Viaggi e miraggi di R4C 2.0
«Alla fine di un viaggio c’è sempre un viaggio da ricominciare».
Le parole di Francesco De Gregori in “Viaggi e miraggi” sono le prime e più nette pennellate che userei, se fossi un pittore, per disegnare il ritratto di Ride 4 Creation. Lo abbiamo pensato così, io e Francesco, come un viaggio su due ruote, da replicare n volte, perché ci siamo accorti, dialogando, di essere continuamente interrotti da grida, quelle di cui Papa Francesco, ormai cinque anni fa, ci ha raccontato nella Laudato Si’, trasmettendocene la portata globale: il grido dei poveri e quello della Terra, interconnessi, fusi nell’unico urlo di dolore del Creato. Tutto. Eravamo sulla strada che unisce Santa Maria degli Angeli ad Assisi, scaldati dalle prime luci dell’alba, a rimuginare sulla nostra impotenza difronte alle criticità socio-ambientali emergenti dell’Oggi, quell’epoca che da un lato dovrebbe vedere noi giovani come i promotori e i protagonisti del cambiamento e che dall’altro ci tiene legati e relegati negli angoli più bui, sinistri e irraggiungibili della partecipazione alla vita sociale, politica, economica, facendoci eredi (quasi)inconsapevoli di decenni di Turbocapitalismo, di sguardi sulle mani l’uno dell’altro, piuttosto che negli occhi l’uno dell’altro.

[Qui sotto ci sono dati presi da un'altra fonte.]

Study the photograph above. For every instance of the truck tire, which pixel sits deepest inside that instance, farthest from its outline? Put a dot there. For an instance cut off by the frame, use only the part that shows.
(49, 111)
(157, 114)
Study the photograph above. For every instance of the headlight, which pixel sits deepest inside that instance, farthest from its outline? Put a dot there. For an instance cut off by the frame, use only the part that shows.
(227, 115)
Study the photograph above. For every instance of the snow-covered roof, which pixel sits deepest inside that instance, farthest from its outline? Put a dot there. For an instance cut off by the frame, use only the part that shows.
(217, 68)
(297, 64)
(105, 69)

L’idea di fare qualcosa per il Creato nasce proprio così: da un moto di ribellione, da un “non ci sto!” grande quanto una casa, le cui fondamenta affondavano e affondano nella carne dei nostri cuori, durante quella passeggiata più che mai permeabili. Il primo Ride 4 Creation è proprio questo: uno sfogo, ma anche un modo di lasciare un segno tangibile del nostro passaggio, del nostro “arrivederci”, a tutti gli Animatori del Progetto Policoro, quel mondo relazionale e formativo incantevole dal quale ci stavamo congedando, dopo tre anni di attività, per diventare “Animatori senior”, cioè i vecchietti non più in carica, ma “che rimangono animatori a vita”, impegnati sul fronte “Giovani-Vangelo-Lavoro”.

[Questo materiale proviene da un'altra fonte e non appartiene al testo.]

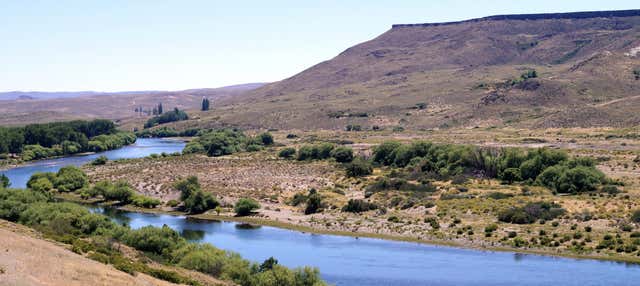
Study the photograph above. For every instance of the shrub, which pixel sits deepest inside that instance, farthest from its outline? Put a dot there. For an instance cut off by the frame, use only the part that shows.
(245, 206)
(531, 212)
(41, 185)
(491, 228)
(287, 153)
(158, 240)
(4, 181)
(499, 195)
(199, 202)
(120, 191)
(70, 178)
(171, 116)
(195, 200)
(610, 189)
(635, 216)
(145, 202)
(100, 160)
(51, 177)
(511, 175)
(203, 258)
(14, 201)
(319, 151)
(187, 186)
(342, 154)
(564, 179)
(266, 138)
(358, 206)
(314, 203)
(193, 147)
(384, 153)
(359, 167)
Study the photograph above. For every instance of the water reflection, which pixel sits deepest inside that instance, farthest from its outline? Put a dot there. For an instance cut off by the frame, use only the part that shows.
(365, 261)
(246, 226)
(192, 235)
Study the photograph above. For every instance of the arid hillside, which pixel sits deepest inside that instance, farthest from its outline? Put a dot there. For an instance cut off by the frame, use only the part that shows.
(112, 106)
(26, 259)
(463, 74)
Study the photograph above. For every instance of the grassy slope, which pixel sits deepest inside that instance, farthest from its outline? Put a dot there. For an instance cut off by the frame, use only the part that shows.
(27, 259)
(585, 79)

Più di trecento Km, da Sulmona ad Assisi, a cavallo fra novembre e dicembre 2019, sotto un’incessante pioggia, accompagnati da un freddo che nemmeno le maglie termiche mitigavano, affrontati fra sentieri impervi, super strade affollate di camion e auto, a farci forza per superare tutti quegli imprevisti – frutto delle contingenze, ma anche dei nostri errori da principianti – fisiologici di un cammino, che sia a piedi, su ruote, ideale, o reale. Spinti dal calore degli amici, benzina per i nostri polpacci, abbiamo scoperto come non
Abbiamo scoperto, in sintesi, di poter veicolare la conversione ecologica ascoltando, raccontando, abitando le relazioni, ripartendo dai territori, dal basso. Siamo diventati, grazie a questo felice disguido di ricerca, dei CicloAnimatori di Comunità, passando dalla sperata scoperta delle Indie, cioè la pedalata simbolica di scarsa lungimiranza, a quella delle Americhe, ossia l’idea di un laboratorio itinerante per la conversione ecologica delle comunità: un Ride 4 Creation più strutturato e organizzato, inteso come aggregatore di voci dai territori, fucina di idee raccolte dal basso e innesco ambulante di processi secondo la logica del prevalere del Tempo sullo Spazio e dell’”act local, think global!”.
L’idea di due giovani precari, amatori del crowdfunding e tanto facce di bronzo dal poter scocciare amici meno precari per raccattare qualche soldo da investire nell’iniziativa, sarebbe rimasta tale senza un confortevole e caldo «letto da ricordare», per dirla ancora con il Principe, cioè una preziosa iniziativa del Movimento Lavoratori di Azione Cattolica: il bando “Idee in movimento”, quell’ultradecennale cantiere di Bene Comune fatto di operai sensibili al cambiamento, racimolatori di idee generative da finanziare con i fondi dell’8XMille. Premiati, insieme ad altri tre progetti candidati da tutta l’Italia, abbiamo potuto davvero iniziare a pensare a R4C come qualcosa che lasciasse il segno, accostando alla testimonianza – data, raccolta – itinerante, l’attuazione di azioni concrete di cura del Creato, fattibili e impattanti nel breve termine (come la pulizia di aree verdi, ad esempio) e la co-progettazione di processi misurabili di conversione ecologica, impattanti nel medio e lungo termine, utili per innescare davvero il cambiamento. Ciò, sempre insieme alle comunità, ossia a chi sperimenta, giorno dopo giorno, le criticità di un territorio, che conosce e del quale può identificare i bisogni emergenti. Abbiamo chiamato questo nostro schema d’azione “incursioni generative”: pedalata, racconto, testimonianza, azione concreta, coprogettazione. Alla base sia dell’azione singola sia del percorso c’è sempre la stessa idea, fondamento anche della nostra opera di “pungolatori di coscienze”: tutti, davvero tutti, possiamo essere parte del cambiamento, già solo migliorando le nostre abitudini quotidiane, i nostri stili di vita. Questo schema è stato – parzialmente, per ora – attuato durante la nostra seconda pedalata a tappe, parte integrante del progetto candidato al bando vinto, intitolata “Ride 4 Creation 2.0 – sulla via della Pace”, in onore di un personaggio profetico, ispiratore: don Tonino Bello.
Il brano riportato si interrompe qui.